Alrighties, it's a self-diagnosis, not a clinical diagnosis, and many of your points are true.
However, I think you misinterpret how it affects my daily interactions. I enjoy many friendships with gay and bisexual people (no lesbians just for the fact that I do not know any, I have no problem with them, however) - I actually enjoy their company moreso at times because I find them more emotionally expressive, on the whole. This is not to say I neglect my friendships with straight people of both genders.
However, when we're on the subject of sexuality, and they are talking about non-heterosexual exploits, my stomach does a sort of twist, as if it knows something is wrong.
I know NOTHING is. But my gut just keeps on sending up flags.

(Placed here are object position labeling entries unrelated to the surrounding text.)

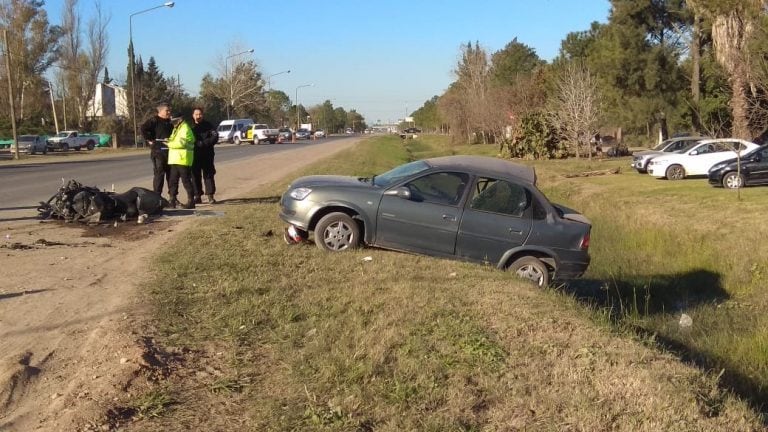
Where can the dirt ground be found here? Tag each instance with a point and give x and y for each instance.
(71, 312)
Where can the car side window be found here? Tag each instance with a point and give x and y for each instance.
(439, 188)
(499, 196)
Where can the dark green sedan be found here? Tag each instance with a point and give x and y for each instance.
(472, 208)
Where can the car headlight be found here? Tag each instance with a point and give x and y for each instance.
(300, 193)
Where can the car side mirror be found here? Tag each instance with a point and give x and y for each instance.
(400, 192)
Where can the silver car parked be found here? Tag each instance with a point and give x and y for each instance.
(472, 208)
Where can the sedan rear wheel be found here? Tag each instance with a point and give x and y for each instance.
(733, 180)
(675, 172)
(337, 232)
(531, 269)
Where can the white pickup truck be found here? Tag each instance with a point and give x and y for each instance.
(66, 140)
(259, 133)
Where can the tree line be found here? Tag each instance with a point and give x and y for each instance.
(59, 66)
(654, 69)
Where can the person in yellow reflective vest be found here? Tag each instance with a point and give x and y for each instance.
(181, 152)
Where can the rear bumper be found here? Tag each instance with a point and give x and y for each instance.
(572, 264)
(572, 270)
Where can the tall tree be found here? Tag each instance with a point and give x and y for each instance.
(515, 60)
(733, 22)
(636, 57)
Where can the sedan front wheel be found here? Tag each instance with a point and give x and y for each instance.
(531, 269)
(675, 172)
(336, 232)
(733, 180)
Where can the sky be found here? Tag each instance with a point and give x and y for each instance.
(383, 59)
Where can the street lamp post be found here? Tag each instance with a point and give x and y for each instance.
(133, 55)
(226, 75)
(298, 118)
(53, 106)
(269, 78)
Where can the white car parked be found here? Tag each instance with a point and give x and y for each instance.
(640, 159)
(698, 159)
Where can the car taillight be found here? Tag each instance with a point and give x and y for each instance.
(585, 242)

I ignore these because I know that I am homophobic - not NEARLY to the extent you described, nor do I let it affect my social interactions in the slightest. The worst offense I have against the GLBT community is that I occasionally slip up and use the word 'gay' as a negative reference to something. My gf pointed out that I did this and I try extremely hard not to anymore.
I -do- think my homophobia is okay. It's something I cannot change - I have tried many times in the past, and still try today. Why would I want to have a problem with people who are the closest of my friends, heck, why would I want to feel uneasy when my gf talks about some of the things close to her heart? I would love to be able to share completely in them with her, to accept her 100%. I really dislike my homophobia.

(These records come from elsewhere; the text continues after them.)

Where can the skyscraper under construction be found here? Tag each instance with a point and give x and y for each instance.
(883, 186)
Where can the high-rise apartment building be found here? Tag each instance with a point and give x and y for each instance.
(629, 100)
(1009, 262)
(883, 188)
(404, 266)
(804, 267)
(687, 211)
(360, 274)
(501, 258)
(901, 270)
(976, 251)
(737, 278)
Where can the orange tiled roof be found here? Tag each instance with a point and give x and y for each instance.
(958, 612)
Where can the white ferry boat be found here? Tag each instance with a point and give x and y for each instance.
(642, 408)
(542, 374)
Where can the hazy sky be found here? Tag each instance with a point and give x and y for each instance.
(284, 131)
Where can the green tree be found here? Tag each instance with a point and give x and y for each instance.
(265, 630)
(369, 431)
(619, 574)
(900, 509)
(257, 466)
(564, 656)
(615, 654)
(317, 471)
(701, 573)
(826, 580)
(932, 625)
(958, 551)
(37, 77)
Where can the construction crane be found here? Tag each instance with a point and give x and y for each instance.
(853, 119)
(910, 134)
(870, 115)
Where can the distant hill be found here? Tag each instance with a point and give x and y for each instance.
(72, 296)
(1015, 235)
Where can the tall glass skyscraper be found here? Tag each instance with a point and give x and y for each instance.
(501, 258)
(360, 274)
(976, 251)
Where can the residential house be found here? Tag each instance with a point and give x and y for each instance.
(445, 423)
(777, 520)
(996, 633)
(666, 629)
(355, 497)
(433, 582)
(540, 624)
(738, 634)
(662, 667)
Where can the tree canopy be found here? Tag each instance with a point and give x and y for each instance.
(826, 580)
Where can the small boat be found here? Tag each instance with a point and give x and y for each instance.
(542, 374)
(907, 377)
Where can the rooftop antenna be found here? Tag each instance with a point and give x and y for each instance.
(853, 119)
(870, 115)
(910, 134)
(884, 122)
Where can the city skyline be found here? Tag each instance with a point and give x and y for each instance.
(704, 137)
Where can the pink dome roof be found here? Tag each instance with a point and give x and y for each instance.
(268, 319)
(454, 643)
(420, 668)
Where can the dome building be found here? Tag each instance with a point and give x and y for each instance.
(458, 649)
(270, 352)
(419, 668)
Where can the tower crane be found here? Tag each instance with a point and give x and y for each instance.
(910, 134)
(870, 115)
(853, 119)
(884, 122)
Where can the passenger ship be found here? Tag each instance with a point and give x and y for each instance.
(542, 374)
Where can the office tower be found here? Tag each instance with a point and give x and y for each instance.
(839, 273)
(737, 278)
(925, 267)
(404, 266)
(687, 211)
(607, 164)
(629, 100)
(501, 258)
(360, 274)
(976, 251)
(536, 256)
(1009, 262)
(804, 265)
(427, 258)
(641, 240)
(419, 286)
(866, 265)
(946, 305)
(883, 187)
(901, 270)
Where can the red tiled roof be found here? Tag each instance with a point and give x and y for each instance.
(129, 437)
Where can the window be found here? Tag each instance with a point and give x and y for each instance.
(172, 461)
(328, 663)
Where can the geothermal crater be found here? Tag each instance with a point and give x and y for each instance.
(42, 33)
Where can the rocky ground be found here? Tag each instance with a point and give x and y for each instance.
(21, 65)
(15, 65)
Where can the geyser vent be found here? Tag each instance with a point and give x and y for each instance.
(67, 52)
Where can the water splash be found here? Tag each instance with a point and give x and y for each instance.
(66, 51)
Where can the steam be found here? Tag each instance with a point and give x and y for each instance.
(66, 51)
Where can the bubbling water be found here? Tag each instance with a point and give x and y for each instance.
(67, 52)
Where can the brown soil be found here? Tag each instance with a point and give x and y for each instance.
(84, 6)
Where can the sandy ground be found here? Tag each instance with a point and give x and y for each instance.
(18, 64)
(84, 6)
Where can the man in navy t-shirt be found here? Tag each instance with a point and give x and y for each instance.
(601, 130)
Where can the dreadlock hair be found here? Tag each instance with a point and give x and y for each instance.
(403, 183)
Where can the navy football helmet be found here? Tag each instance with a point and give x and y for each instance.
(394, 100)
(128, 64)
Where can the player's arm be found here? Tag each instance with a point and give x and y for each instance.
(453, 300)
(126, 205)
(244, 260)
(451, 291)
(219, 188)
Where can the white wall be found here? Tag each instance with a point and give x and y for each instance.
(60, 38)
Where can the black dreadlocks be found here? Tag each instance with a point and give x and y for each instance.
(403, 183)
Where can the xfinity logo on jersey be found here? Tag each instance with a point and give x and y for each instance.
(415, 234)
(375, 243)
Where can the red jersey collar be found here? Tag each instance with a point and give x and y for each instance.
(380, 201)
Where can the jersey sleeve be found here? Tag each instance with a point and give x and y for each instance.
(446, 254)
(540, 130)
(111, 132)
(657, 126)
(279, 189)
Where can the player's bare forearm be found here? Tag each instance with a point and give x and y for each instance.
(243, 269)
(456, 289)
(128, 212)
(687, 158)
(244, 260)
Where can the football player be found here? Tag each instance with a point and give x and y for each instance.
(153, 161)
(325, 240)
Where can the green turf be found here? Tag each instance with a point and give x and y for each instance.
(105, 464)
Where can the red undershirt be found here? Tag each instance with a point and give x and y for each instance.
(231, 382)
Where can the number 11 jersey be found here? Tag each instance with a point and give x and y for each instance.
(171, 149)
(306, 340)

But that doesn't mean I consider it wrong. It's a part of me, just like your sexuality is a part of you. I would never think of being prejudical against any member of the GLBT community based on their sexual orientation - it'd be a bit hypocritical, don'tcha think?

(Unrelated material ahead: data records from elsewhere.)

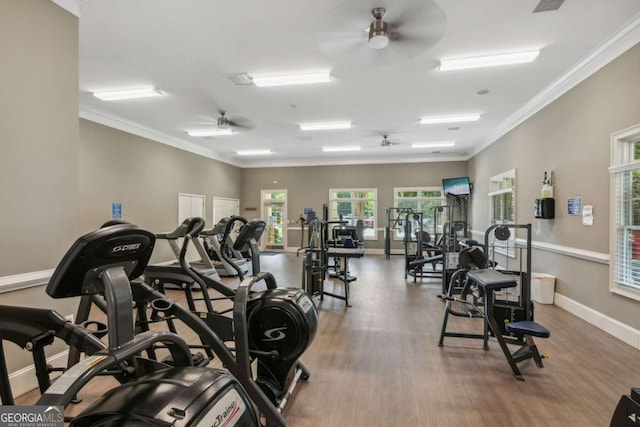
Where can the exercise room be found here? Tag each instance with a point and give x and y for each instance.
(336, 213)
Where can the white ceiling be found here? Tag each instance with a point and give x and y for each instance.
(187, 48)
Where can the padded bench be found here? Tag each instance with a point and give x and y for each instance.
(491, 281)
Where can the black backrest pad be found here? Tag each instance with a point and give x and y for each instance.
(124, 245)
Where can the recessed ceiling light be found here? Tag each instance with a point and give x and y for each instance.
(211, 132)
(433, 144)
(489, 60)
(120, 94)
(325, 126)
(449, 119)
(252, 152)
(291, 79)
(341, 148)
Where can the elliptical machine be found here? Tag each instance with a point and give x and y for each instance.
(273, 327)
(152, 394)
(280, 322)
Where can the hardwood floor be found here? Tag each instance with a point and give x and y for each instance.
(377, 363)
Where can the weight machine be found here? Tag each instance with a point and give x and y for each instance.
(502, 297)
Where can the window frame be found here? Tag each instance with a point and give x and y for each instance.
(398, 234)
(622, 161)
(498, 188)
(352, 199)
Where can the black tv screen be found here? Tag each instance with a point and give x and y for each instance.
(456, 186)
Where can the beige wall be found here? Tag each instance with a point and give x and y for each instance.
(39, 161)
(571, 138)
(309, 187)
(145, 177)
(39, 123)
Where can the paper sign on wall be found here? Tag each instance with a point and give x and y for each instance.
(116, 210)
(587, 215)
(574, 206)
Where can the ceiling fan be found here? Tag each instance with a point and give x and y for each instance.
(235, 123)
(403, 29)
(386, 143)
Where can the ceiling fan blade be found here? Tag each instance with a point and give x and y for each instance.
(241, 123)
(344, 35)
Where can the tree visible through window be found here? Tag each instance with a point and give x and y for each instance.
(625, 223)
(352, 205)
(421, 199)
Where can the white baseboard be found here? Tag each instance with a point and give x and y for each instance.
(25, 379)
(611, 326)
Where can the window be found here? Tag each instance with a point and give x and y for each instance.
(624, 268)
(502, 202)
(420, 199)
(502, 196)
(354, 204)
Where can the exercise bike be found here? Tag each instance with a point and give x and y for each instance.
(273, 327)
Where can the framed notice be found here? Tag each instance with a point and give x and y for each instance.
(574, 206)
(116, 210)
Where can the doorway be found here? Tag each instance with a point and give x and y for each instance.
(274, 212)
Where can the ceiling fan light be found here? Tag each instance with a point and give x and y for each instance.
(378, 35)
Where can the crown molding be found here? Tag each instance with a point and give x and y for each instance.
(624, 39)
(120, 123)
(348, 161)
(71, 6)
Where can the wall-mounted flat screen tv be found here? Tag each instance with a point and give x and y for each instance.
(456, 186)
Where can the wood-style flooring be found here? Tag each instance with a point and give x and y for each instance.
(377, 363)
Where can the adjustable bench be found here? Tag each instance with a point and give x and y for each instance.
(490, 281)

Btw, if it isn't already obvious, no to every single one of your questions at the end - I'd be perfectly happy to interact socially with you, even befriend, because you seem like a caring individual. But if the conversation turned to your relationship with your wife, I would feel a tad uneasy, and would just suppress that feeling. I doubt you would know I was uneasy unless I told you.
It's just a part of my life, it fluctuates, too - like this thread has helped me in some way with this. Bah for verbosity, it helps me think. Will write more later.